Question

A man $X$ has $7$ friends, 4 of them are ladies and $3$ are men. His wife $Y$ also has $7$ friends, $3$ of them are ladies and $4$ are men.Assume $X$ and $Y$ have no common friends. Then the total number of ways in which $X$ and $Y$ together can throw a party inviting $3$ ladies and $3$ men, so that $3$ friends of each of $X$ and $Y$ are in this party, is

• A. $468$
• B. $469$
• C. $484$
• D. $485$

Answer 1

The correct option is D $485$

	$Ladies$	$Men$
$X$	$4$	$3$
$Y$	$3$	$4$

Case(I):When $3$ ladies from $X$ and $3$ men from $Y$

No. of ways ${=}^4{C_3}^4{C}_3=16$

Case (ii): when $2$ ladies from $X$ and $1$ lady from $Y$ , then $1$ man from $X$ and $2$ men from $Y$.

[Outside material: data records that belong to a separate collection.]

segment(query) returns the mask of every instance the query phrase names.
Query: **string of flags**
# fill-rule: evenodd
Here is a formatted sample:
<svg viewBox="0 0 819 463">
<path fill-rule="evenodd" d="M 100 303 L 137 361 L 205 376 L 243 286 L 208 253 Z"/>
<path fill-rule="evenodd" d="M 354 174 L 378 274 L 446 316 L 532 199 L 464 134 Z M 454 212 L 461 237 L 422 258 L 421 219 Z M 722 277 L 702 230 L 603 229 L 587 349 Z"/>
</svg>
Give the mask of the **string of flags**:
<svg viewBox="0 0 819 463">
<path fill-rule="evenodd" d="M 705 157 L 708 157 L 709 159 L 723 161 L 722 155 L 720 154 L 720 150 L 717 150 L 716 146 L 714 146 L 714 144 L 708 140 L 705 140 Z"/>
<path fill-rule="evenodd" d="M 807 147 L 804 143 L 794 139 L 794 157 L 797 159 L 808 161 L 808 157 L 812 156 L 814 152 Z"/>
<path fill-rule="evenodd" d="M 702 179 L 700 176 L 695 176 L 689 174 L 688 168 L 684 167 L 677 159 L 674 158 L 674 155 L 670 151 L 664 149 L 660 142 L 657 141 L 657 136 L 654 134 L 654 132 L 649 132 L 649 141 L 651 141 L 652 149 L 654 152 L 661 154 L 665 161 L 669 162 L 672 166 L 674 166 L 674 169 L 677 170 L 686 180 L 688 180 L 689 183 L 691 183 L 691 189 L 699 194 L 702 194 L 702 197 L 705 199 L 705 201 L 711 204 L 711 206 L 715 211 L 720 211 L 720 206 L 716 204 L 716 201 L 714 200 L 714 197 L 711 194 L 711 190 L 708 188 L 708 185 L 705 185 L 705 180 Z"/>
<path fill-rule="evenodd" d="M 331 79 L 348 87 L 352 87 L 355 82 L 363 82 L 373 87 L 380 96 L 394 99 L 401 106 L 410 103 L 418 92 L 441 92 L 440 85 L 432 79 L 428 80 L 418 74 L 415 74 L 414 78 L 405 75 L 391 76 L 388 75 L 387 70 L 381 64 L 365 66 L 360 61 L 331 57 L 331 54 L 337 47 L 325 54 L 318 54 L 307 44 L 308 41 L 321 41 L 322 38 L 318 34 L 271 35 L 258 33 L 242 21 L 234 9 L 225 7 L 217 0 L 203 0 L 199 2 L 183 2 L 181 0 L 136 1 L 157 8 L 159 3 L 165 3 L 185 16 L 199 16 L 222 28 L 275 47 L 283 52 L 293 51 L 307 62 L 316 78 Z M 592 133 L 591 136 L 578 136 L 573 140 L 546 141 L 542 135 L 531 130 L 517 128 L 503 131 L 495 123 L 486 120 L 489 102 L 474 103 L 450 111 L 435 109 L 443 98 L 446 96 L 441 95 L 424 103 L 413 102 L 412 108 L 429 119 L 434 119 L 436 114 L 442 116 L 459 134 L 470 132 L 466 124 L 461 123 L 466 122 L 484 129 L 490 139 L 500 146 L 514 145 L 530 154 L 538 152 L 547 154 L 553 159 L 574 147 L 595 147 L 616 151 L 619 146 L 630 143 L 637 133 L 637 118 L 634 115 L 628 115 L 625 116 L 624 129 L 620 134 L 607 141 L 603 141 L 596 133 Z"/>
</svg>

No. of ways ${=}^4{C_2}^3{C_1}^4{C}_2=324$

Case (iii) when $1$ lady from $X$ and $2$ ladies from $y$, then from $X$ and $1$ man from $Y$

No. of ways ${=}^4{C_1}^3{C_2}^3{C_2}^4{C}_1=144$

Case (iv):when $0$ lady from $X$ i.e $3$ men from $X$ and $3$ ladies from $Y$

No. of ways ${=}^3{C_3}^3{C}_3=1$

$\therefore$ Total no. of ways $=10+324+144+1$

$=485$

Hence, option $D$ is correct answer.